Currently, most surveys ask for occupation with open-ended questions. The verbatim responses are coded afterwards into a classification with hundreds of categories and thousands of jobs, which is an error-prone, time-consuming, and costly task. Research related to the coding of occupations is summarized with an international literature review. Special attention is paid to our main topic, the automation of coding.
A prominent approach for automated coding is to consult a dictionary on the correct code. In contrast, we focus on data-based methods where codes for new answers are predicted from those answers that are already coded. Four different coding methods are tested on two data sets: (1) Rule-based Coding that consults a dictionary, (2) data-based Naive Bayes that allows coding for text answers with multiple words, (3) data-based Bayesian Categorical is used to improve performance when relatively few answers were coded before, and (4) Combined Methods (Boosting) combining predictions from the first three methods.

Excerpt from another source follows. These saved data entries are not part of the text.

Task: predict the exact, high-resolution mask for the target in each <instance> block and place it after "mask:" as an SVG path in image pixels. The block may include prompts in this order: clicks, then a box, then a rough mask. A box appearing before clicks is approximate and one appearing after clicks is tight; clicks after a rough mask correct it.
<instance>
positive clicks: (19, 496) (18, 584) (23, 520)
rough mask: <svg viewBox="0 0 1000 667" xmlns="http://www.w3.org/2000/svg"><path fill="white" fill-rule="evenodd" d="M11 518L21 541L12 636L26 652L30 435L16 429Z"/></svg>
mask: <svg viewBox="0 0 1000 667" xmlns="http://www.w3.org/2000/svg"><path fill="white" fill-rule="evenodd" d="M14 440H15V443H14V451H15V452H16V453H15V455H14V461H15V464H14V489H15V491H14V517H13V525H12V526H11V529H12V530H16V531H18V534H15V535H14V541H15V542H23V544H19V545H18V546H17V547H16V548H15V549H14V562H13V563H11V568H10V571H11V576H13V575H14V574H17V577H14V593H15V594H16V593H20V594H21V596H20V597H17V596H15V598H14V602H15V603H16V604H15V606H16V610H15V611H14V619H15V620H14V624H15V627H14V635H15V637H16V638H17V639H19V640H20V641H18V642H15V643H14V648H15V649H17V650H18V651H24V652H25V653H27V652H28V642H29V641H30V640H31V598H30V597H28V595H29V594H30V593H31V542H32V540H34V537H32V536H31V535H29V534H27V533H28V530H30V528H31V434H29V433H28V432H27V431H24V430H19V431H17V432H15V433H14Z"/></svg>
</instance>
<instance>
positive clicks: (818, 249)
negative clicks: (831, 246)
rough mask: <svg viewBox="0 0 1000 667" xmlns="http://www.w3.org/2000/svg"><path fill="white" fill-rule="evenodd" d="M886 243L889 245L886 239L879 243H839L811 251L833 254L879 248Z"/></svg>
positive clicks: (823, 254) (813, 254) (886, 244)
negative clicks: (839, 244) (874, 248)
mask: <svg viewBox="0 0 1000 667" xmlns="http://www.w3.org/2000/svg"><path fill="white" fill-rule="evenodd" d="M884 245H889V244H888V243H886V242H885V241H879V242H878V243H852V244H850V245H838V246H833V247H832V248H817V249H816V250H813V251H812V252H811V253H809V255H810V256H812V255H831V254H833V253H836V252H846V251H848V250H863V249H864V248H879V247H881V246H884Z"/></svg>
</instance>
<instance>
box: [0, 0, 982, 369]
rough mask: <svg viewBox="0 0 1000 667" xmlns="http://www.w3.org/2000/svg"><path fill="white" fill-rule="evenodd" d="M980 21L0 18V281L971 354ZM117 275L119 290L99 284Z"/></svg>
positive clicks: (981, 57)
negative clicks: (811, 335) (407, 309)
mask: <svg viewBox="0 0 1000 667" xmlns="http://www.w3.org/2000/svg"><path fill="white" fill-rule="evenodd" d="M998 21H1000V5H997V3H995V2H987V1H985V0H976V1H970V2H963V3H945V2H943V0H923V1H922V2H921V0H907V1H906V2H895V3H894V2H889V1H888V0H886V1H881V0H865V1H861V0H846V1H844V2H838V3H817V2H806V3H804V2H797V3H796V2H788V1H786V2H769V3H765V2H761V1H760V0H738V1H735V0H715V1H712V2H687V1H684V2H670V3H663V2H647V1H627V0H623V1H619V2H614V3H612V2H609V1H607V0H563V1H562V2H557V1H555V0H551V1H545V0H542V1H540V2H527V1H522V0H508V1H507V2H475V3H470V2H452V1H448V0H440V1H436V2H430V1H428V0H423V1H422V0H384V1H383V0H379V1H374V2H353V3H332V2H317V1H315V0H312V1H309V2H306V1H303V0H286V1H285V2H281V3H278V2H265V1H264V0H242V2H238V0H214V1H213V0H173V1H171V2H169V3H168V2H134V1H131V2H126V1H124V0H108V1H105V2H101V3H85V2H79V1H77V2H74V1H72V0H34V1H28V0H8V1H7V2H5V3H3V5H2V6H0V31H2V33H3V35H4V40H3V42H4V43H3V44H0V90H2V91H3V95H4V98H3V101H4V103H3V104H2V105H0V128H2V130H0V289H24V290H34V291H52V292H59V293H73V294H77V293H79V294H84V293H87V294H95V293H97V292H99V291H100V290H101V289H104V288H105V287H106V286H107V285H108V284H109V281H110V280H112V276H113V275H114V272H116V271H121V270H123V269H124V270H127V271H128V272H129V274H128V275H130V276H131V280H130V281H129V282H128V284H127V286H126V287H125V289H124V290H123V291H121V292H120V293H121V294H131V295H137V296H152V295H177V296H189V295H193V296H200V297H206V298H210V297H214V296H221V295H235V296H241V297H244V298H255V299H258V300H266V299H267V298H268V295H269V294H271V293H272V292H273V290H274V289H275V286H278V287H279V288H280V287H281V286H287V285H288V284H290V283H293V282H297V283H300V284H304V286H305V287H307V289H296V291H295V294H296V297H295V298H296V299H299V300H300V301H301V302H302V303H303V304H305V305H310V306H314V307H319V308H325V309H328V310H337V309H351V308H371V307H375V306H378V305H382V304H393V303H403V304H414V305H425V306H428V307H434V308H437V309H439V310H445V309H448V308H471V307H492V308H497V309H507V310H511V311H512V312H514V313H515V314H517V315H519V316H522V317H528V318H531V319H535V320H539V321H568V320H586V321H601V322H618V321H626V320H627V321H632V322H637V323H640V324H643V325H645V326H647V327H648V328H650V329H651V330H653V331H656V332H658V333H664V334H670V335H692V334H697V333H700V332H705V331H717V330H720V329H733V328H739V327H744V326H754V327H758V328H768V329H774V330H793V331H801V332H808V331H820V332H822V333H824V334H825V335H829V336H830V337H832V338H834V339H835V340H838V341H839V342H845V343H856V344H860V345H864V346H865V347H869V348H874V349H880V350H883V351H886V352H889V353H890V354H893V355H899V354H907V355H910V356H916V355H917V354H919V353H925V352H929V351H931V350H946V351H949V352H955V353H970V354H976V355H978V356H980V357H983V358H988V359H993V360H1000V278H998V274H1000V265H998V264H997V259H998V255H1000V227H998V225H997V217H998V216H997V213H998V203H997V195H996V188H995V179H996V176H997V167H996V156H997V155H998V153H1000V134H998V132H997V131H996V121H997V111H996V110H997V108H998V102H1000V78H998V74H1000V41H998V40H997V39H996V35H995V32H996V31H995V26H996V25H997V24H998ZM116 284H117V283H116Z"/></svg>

The proposed Bayesian Categorical model is able to code 38% of all answers at 3% error rate without human interaction. In all remaining cases or for higher quality human intellect is needed to decide on the correct code and computer software can only assist by suggesting possible job codes. With the prototype software we developed for this task, we expect that for 74% of all answers the correct category is provided within the top five code suggestions. The training data used for prediction consists of only 32882 coded answers which is small compared to other systems with similar purpose. The proportions given above are expected to improve with additional training data.